Mínimas historias, más de otro tipo

* El barco de pequeña eslora se balanceaba pausado. Se veía algo deprimido. Tal vez mareado. No sabía con exactitud que haría en las próxima horas. Lo llevaban sin rumbo previsto al otro lado de la costa. Su mayor deseo era llegar pronto al puerto. Se sentía cada vez más débil. Ya no tenía gasolina.

* El aderezo en su recipiente, contento esperaba en la mesa. La pequeña cuchara de madera se movió y palpó su superficie. La ensalada, alborotada, se movía cada vez que el líquido la salpicaba. El aderezo percibía como la cucharilla la penetraba una y otra vez. En un fuerte suspirar vació el líquido que le quedaba. Sintió placer. Mucho.

* Las piernas caminaban apuradas. Casi corrían. Tropezaban entre ellas. La circulación sudaba por el esfuerzo. Tenían calor. No le gustaban ni el calzado ni la prenda que le cubría. Lo que más disfrutaba eran las faldas cortas, que le dejaban ver sus robustas formas. Eran hermosas, caminando. También descansando. Pasaron otras piernas por su lado y sintieron envidia. Ellas, cedieron el paso a la lentitud para que fueran admiradas. Y así, caminaron hasta el agotamiento. Presagiaban ser disfrutadas.

* La columna de humo subía en la vertical. Cuanto deseaba poder extenderse en el horizonte cercano.
Era denso y oscuro, casi negro. Lleno de un tizne suave. Caía sobre la ropa tendida, de sábanas blancas. Un grito humeante se escuchó. Y terminó sus días, ahogado por un balde de agua fría. Las sábanas sonrieron, con malicia. Ellas, solo se volverían a lavar. Y el humo?

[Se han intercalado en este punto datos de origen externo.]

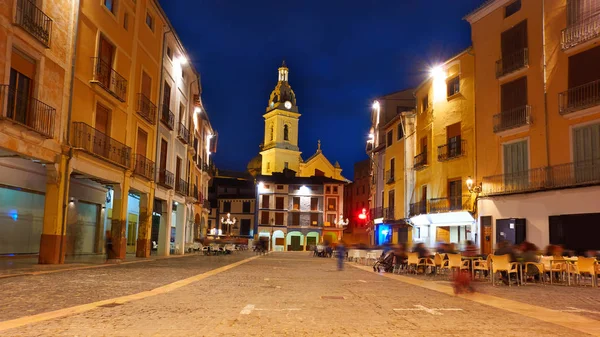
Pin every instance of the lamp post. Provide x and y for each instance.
(228, 221)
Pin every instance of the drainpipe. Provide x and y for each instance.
(66, 175)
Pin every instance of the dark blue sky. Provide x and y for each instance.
(341, 54)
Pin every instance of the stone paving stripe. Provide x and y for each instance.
(565, 319)
(21, 321)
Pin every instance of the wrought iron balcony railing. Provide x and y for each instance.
(579, 98)
(109, 79)
(583, 31)
(420, 161)
(181, 186)
(27, 111)
(389, 177)
(143, 166)
(97, 143)
(146, 109)
(449, 204)
(419, 207)
(166, 178)
(453, 149)
(183, 133)
(376, 212)
(512, 62)
(512, 118)
(167, 117)
(34, 21)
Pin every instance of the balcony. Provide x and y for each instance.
(109, 79)
(34, 21)
(449, 204)
(98, 144)
(167, 117)
(389, 176)
(27, 111)
(513, 62)
(579, 98)
(417, 208)
(586, 30)
(181, 186)
(166, 179)
(420, 161)
(146, 109)
(512, 118)
(376, 212)
(183, 134)
(143, 166)
(451, 150)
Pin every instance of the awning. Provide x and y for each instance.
(443, 219)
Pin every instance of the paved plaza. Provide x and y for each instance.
(281, 294)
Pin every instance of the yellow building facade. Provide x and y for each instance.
(538, 120)
(444, 154)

* El cactus estaba feliz por la aparición de su brote. Era su vástago esperado. Lo vería crecer. Hasta que se volviera su propia continuidad. Sabía que necesitaba de mucha paciencia. La espera sería de tres centímetros por año.

* Los aretes colgados sobre un estampado y hermoso paño mantenían un orden. Los había de colores, de tela, de plata. Más largos o en forma de perlas. El problema radicaba en su selección a la hora de ser usados. Solo veían como una mano femenina se acercaba. Y... seleccionaba el de junto. Oh, decepción.

* Este era un hombre, aparentemente normal. Usaba unos grandes y cuadrados lentes negros. Una parte de su cara se ocultaba. Casi nunca se los quitaba. Una tarde oscura, muy oscura. Tanto, que parecía la noche. El hombre tropezó y calló al suelo. Sus lentes se alejaron de él. No pudo recogerlos y colocárselos. Miró asustado, buscándolos. Y en su cara se vieron, unos enormes ojos cuadrados.